Caveat emptor, baby.


----------



## ctenidae (Feb 3, 2005)

_Caveat emptor, baby._

Absolutely.The only way to significantly reduce the drag from a roof box/rack/bike/baby carriage is to remove it. Don't buy something based solely on aerodynamic claims.
For average use, there's nothing wrong with a rack. Put the tips facing the back, if for no other reason than the only strong opinions ever expresssed agree with that. Get some binding covers if you want, but don't stress out about it.
No matter what, though, never, under any circumstances, leave your skis in the rack overnight.

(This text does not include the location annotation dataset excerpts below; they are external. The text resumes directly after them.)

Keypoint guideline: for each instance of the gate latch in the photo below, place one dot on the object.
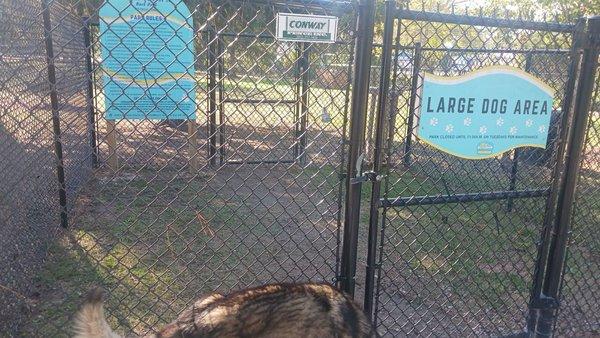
(545, 302)
(367, 176)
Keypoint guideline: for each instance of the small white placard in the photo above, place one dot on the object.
(306, 28)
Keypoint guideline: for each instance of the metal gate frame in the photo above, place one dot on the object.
(218, 99)
(550, 263)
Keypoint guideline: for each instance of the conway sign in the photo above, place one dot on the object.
(306, 28)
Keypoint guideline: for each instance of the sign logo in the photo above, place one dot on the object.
(484, 113)
(306, 28)
(148, 60)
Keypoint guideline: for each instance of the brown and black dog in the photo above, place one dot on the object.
(276, 310)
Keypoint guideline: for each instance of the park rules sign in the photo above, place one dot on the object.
(306, 28)
(148, 53)
(484, 113)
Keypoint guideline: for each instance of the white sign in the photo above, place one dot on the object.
(306, 28)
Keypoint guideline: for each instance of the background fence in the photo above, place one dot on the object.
(253, 190)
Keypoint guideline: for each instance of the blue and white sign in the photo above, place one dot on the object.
(484, 113)
(147, 51)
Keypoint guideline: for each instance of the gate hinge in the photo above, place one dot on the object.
(338, 279)
(545, 302)
(367, 176)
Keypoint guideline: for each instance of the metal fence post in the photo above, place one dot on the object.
(302, 65)
(384, 84)
(543, 246)
(60, 168)
(515, 162)
(413, 103)
(360, 92)
(90, 91)
(212, 96)
(566, 195)
(221, 74)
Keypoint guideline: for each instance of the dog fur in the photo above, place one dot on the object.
(276, 310)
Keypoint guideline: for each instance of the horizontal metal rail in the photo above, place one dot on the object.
(489, 50)
(461, 198)
(483, 21)
(260, 162)
(258, 101)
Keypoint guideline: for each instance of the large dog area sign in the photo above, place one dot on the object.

You might not bring them inside, but you can be sure someone else will.


----------



## ssusca (Feb 3, 2005)

I have the same rack.  Skis should be mounted on that rack with the bases together and the tips toward the back of the vehicle.  It's just more aerodynamically efficient.  It drives me nuts when I see skis mounted on the roof  of a car with the tips forward.  Now with that being said, I find that I have to mount my skis that way on my Pathfinder.  The Thule rack I have is attached to my factory roof rack,   and if I mount the skis with the tips facing backward, they interfere with the operation of the rear hatch.   Even if I slide the rack all the way forward.  I've even tried placing the skis so that the front bar of the rack is between the toe and heel parts of the binding.  That worked pretty well when bindings came in two pieces.  But now that bindings come in one piece with a plate in the middle, the skis are too thick to close the rack!  For the longest time, I still refused to put the tips forward and I just dealt with the issue by not using the rear hatch.  What a pain in the ass!    I finally gave in and became one of those people that drive me nuts!

However on my wife's car, the skis are always mounted with the tips toward the rear.


----------



## dl (Feb 4, 2005)

*ski bullit*

for reference, i didn't buy the ski bullit to save gas. i bought it to save my skis. for $29 it's a bullit proof (sorry for the pun) ski cover. lasts much longer than a fabric binding cover, deflects the crap away from the bindings, etc.


----------